Elizabeth Barrett Browning: Poems

Critical reception

How Do I Love Thee? How do I love thee? Let me count the ways. I love thee to the depth and breadth and height My soul can reach, when feeling out of sight For the ends of being and ideal grace. I love thee to the level of every day's Most quiet need, by sun and candle-light. I love thee freely, as men strive for right. I love thee purely, as they turn from praise. I love thee with the passion put to use In my old griefs, and with my childhood's faith. I love thee with a love I seemed to lose With my lost saints. I love thee with the breath, Smiles, tears, of all my life; and, if God choose, I shall but love thee better after death.

Sonnet XLIII from Sonnets from the Portuguese, 1845 (published 1850)[35]

Barrett Browning was widely popular in the United Kingdom and the United States during her lifetime.[18] Edgar Allan Poe was inspired by her poem Lady Geraldine's Courtship and specifically borrowed the poem's metre for his poem The Raven.[36] Poe had reviewed Barrett Browning's work in the January 1845 issue of the Broadway Journal, writing that "her poetic inspiration is the highest – we can conceive of nothing more august. Her sense of Art is pure in itself."[37] In return, she praised The Raven, and Poe dedicated his 1845 collection The Raven and Other Poems to her, referring to her as "the noblest of her sex".[38]

Barrett Browning's poetry greatly influenced Emily Dickinson, who admired her as a woman of achievement. Her popularity in the United States and Britain was advanced by her stands against social injustice, including slavery in the United States, injustice toward Italians from their foreign rulers, and child labour.[3]

Lilian Whiting published a biography of Barrett Browning (1899) which describes her as "the most philosophical poet" and depicts her life as "a Gospel of applied Christianity". To Whiting, the term "art for art's sake" did not apply to Barrett Browning's work, as each poem, distinctively purposeful, was borne of a more "honest vision". In this critical analysis, Whiting portrays Barrett Browning as a poet who uses knowledge of Classical literature with an "intuitive gift of spiritual divination".[39] In Elizabeth Barrett Browning, Angela Leighton suggests that the portrayal of Barrett Browning as the "pious iconography of womanhood" has distracted us from her poetic achievements. Leighton cites the 1931 play by Rudolf Besier The Barretts of Wimpole Street as evidence that 20th-century literary criticism of Barrett Browning's work has suffered more as a result of her popularity than poetic ineptitude.[40] The play was popularized by actress Katharine Cornell, for whom it became a signature role. It was an enormous success, both artistically and commercially, and was revived several times and adapted twice into movies.
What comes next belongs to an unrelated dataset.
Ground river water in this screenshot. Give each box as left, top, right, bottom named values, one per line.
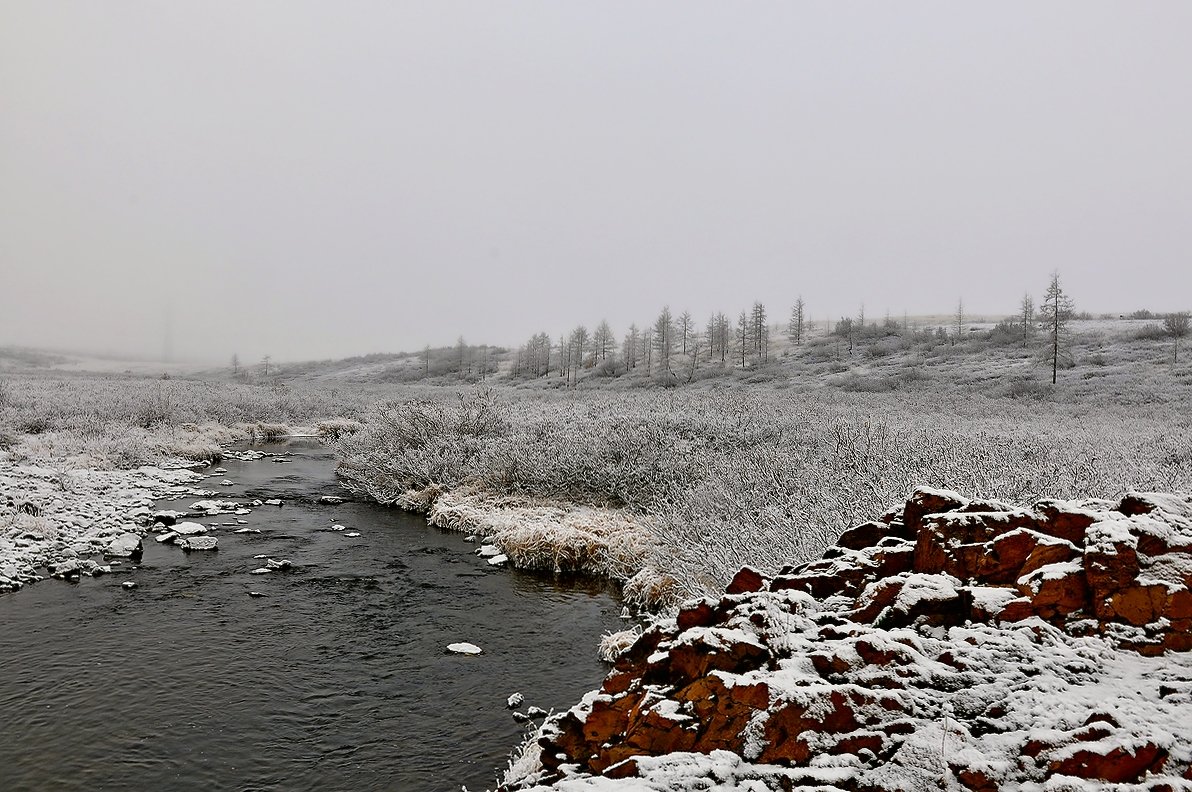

Sampson, however, considers the play to have been the most damaging cause of false myths about Elizabeth, and particularly the relationship with her, allegedly 'tyrannical', father.[41]
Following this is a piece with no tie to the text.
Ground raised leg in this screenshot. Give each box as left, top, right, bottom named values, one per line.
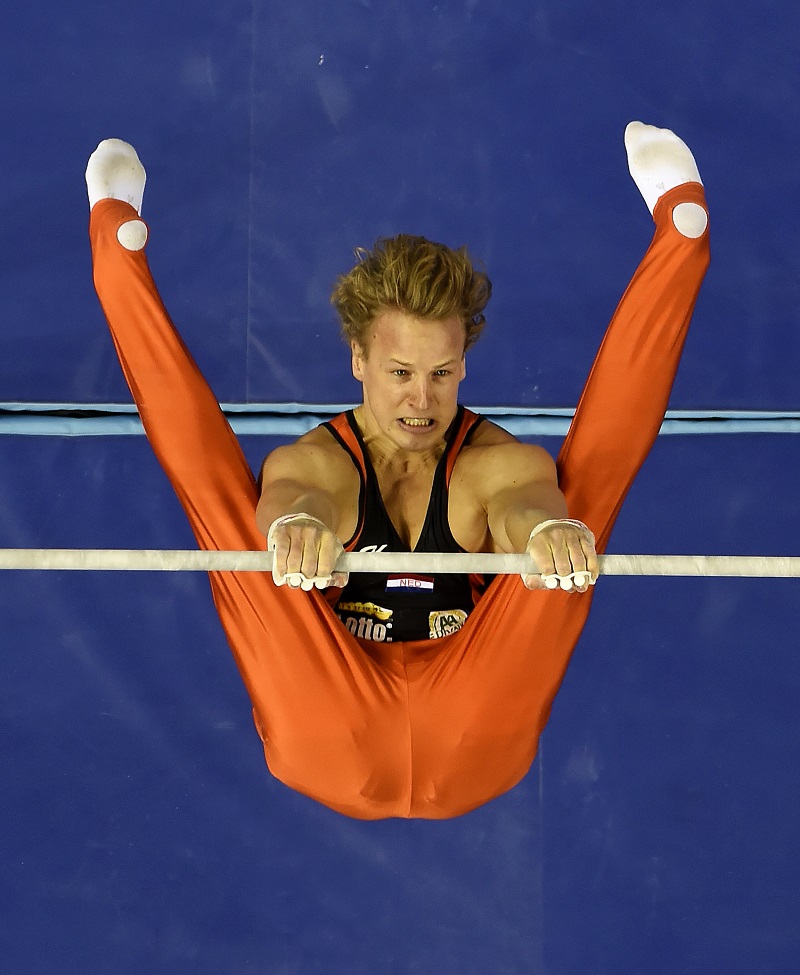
left=403, top=124, right=711, bottom=818
left=557, top=122, right=710, bottom=549
left=87, top=143, right=413, bottom=820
Throughout the 20th century, literary criticism of Barrett Browning's poetry remained sparse until her poems were discovered by the women's movement. She once described herself as being inclined to reject several women's rights principles, suggesting in letters to Mary Russell Mitford and her husband that she believed that there was an inferiority of intellect in women. In Aurora Leigh, however, she created a strong and independent woman who embraces both work and love. Leighton writes that because Elizabeth participates in the literary world, where voice and diction are dominated by perceived masculine superiority, she "is defined only in mysterious opposition to everything that distinguishes the male subject who writes..."[40] A five-volume scholarly edition of her works was published in 2010, the first in over a century.[21]